Is there a trick to left shift a HL pair effeciently?

[bearcat]

I would really like to have a double register SHL instruction to be used after a MAC.
Can't find anything to do this without a brute force of maybe 3-4 instructions.

Any tricks? Miss something?

[segher]

The "brute force" way is 5 insns, unless shifting by a multiple of 8 bits:
(input is H:L and N, output is H:L):

sub nn,bpw,N
shl H,H,N
shr t,L,nn
or H,H,t
shl L,L,n

If N is a constant, the SUB can be replaced by an LDC or left out if nn is okay for a SHRI.
xcc uses this sequence for constant shifts, and does a libcall for variable shifts (and that
libcall does way too much work).


Here's a neat 3-insn sequence (2 insns if N is fixed, in a loop for example):

mkmsk m,N
shl H,H,N
maccu H,L,m,L

[richard]

sub nn,bpw,N
shl H,H,N
shr t,L,nn
or H,H,t
shl L,L,n

This doesn't work if the shift amount is greater than 32.

mkmsk m,N
shl H,H,N
maccu H,L,m,L

Very nice :D

[segher]

sub nn,bpw,N
shl H,H,N
shr t,L,nn
or H,H,t
shl L,L,n

This doesn't work if the shift amount is greater than 32.

True, but there is no good way to do that anyway.

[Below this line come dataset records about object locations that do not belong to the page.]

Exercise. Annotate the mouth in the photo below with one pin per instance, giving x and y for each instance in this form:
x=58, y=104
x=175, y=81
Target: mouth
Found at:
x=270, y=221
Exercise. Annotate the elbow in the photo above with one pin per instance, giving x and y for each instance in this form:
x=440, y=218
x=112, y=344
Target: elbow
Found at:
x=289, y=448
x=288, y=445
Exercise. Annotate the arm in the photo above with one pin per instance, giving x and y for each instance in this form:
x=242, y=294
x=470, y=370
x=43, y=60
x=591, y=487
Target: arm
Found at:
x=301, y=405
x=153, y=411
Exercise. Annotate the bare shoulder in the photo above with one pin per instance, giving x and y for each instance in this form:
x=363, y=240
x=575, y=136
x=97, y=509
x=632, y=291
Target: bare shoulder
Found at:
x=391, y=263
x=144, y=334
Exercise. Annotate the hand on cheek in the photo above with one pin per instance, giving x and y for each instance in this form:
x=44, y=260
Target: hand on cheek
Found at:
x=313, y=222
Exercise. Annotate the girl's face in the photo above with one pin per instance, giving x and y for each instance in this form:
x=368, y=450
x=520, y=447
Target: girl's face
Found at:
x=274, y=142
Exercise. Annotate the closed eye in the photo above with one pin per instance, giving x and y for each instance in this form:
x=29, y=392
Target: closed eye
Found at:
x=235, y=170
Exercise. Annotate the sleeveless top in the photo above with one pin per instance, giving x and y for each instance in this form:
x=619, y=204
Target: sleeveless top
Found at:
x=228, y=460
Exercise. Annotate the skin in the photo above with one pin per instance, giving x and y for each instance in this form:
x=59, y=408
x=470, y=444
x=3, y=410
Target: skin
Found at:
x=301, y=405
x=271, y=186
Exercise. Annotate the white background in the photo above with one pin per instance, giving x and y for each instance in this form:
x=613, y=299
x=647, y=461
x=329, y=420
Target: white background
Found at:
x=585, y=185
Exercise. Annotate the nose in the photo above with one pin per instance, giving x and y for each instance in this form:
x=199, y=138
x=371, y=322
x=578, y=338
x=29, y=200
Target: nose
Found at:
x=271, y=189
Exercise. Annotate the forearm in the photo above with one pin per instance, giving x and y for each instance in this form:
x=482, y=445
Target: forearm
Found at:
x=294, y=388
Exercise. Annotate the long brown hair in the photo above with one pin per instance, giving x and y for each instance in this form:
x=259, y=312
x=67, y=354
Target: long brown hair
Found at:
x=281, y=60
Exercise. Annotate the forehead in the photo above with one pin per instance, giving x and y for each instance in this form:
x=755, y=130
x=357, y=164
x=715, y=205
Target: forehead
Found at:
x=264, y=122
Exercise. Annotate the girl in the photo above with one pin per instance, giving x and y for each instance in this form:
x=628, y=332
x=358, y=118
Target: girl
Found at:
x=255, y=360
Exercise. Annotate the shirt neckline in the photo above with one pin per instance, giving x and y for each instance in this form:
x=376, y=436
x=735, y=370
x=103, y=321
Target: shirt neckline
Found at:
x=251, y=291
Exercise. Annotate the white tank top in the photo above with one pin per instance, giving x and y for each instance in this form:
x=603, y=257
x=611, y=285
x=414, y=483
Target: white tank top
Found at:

Well, actually it's easier
on xs1 than on most other cpus:

sub nn,bpw,N # this is not a single insn actually, no "sub from" on xs1
shl H,H,N
shr t,L,nn
or H,H,t
sub nn,N,bpw
shl t,L,nn
or H,H,t
shl L,L,n

(still better than the libcall, and works for all (unsigned) N).

mkmsk m,N
shl H,H,N
maccu H,L,m,L

[/quote]
This works for N in 0..bpw inclusive. Making it work for all N isn't trivial
unfortunately. A "difference or zero" insn or a "mask select" insn would
help, but those don't exist.

Very nice :D

Glad you like it! Would you have more puzzles like this? :-)

[bearcat]

Good idea with the shl and MACCU. I will have to scratch my head on that sequence a little more to reason it out.

Making the mask prior to an IIR loop would work fine. Using a register based SHL would allow for different shifts.

For fixed point scaling in an IIR, needing to shift more than 11 posititions would be terrible. So that is not an issue in general.

Have to run some measurements to see if it's worth the extra instructions in an IIR, but two instructions is alot better than I thought possible.

Thanks all.

[bearcat]

After looking at it some more. The contents of new L register must be zero prior to the MACCU.

So more like:

mkmsk m,N
shl H,H,N
maccu H,0,m,L where 0 is a register with value of 0 and the 0 is overwritten, not able to be reused.

If a register is available with a zero and the mkmsk is not counted, then may be only 1 added instruction, since you must do a SHL anyways to shift the prior MAC H. But probably 2 still since the 0 register is destroyed and will be needed on the next loop.

Hmmm.... How about a "phatom" register that is always zero? Would make applying gains 2 instructions instead of 4, or save two instructions on the initial MAC's.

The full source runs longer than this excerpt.